En Chine, il existe une société quasi secrète : celle des collectionneurs de 文革 wen ge, - abréviation pour « Révolution culturelle » - qui étend sa toile, telle une araignée, sur tout le territoire de l’ancien Empire du Milieu. Elle possède ses codes, ses signes, ses publications, son marché, ses rites.

Ainsi, depuis la mort du Président Mao, dont le corps embaumé repose soi-disant dans l’horrible mausolée de la place Tian An Men, certains de ces collectionneurs se réunissent-ils dit-on à Pékin chaque 26 décembre (1), en présence de l’une de ses filles, Li Min. J’ai espéré, un temps, faire partie de ces happy few. Non par idolâtrie, mais parce que, nolens volens, j’appartiens à cette confrérie.

                                               *

Enfant, je n’ai collectionné ni timbres, ni soldats de plomb. Adulte, quelques œuvres d’art contemporain, quelques photos, voilà tout.

Non, la collectionnite, cette étrange maladie, m’est tombée dessus beaucoup plus tard, en Chine.

Flash-back : en 1987, je propose à la direction du JT d’Antenne 2 de tourner treize histoires courtes pour le 13h et le 20h, à l’occasion du 13ème congrès du Parti Communiste chinois. Avec Christian Hirou, caméraman hors-pair, dont les reportages en Chine ne se comptent plus, nous commençons par couvrir le congrès lui-même, avant d’aborder d’autres thèmes visant à traduire l’atmosphère de l’époque.

1987, souvenez-vous : le petit timonier, Deng Xiaoping, mène tambour battant les grandes réformes qui vont transformer le pays. Nous décidons, quant à nous, de nous rendre dans le village natal du Grand Timonier, à Shaoshan, au centre de la Chine.

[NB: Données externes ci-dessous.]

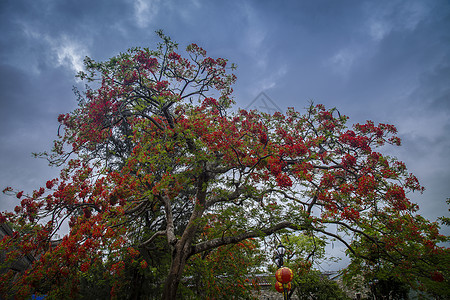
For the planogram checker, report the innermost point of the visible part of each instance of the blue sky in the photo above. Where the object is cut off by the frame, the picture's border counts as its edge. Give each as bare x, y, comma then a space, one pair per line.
387, 61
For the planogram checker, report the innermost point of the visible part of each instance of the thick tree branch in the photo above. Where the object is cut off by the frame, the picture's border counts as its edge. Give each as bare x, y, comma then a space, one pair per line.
211, 244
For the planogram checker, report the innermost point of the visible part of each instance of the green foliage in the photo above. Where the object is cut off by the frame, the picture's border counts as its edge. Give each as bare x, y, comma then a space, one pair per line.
313, 285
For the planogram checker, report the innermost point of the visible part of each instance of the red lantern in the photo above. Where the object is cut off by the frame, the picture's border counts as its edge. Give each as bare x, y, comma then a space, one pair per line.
284, 275
279, 286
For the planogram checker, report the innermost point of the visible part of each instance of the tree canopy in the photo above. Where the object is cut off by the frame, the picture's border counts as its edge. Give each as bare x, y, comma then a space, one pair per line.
156, 160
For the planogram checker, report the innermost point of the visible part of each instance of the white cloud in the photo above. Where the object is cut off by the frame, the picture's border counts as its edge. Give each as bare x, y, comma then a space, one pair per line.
69, 53
64, 51
145, 11
343, 60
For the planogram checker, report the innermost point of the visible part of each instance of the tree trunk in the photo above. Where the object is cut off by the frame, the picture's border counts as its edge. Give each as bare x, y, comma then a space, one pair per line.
179, 258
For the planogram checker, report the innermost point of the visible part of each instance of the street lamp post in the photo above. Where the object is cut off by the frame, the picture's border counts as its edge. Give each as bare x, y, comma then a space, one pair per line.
280, 252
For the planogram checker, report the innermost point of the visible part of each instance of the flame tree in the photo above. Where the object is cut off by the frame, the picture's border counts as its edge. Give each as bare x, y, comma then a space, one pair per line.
153, 155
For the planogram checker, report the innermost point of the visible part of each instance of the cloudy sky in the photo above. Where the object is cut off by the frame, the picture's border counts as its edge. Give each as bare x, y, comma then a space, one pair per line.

Le culte de Mao y est omniprésent. Ainsi filmons-nous des jeunes écoutant du rock chinois à l’ombre de l’immense statue de celui-ci.

Un autre jour, nous suivons un gamin natif de Shaoshan chez lui, puis dans son école. Sur le réveil qui sonne tôt le matin près de l’oreiller du gamin, deux gardes rouges brandissent un petit Livre rouge…

Notre mission touchant à sa fin, la rédaction parisienne nous passe une commande peu banale : ordre nous est donné de rentrer dare-dare à Pékin pour y filmer…le concert anniversaire d’Alain Delon, qui fête son cinquantième anniversaire dans un stade de la capitale devant 18.000 fans.

La veille, nous rejoignons donc le chef-lieu du Jiangxi, Nanchang, et profitons de la matinée suivante, avant de prendre l’avion, pour visiter un magasin de porcelaine.

Non loin de là, se trouve en effet la capitale mondiale de la porcelaine, Jingdezhen, où des pièces exceptionnelles sortent des fours depuis des millénaires. Pour tout spécialiste de la céramique, Jingdezhen est synonyme de la plus haute qualité.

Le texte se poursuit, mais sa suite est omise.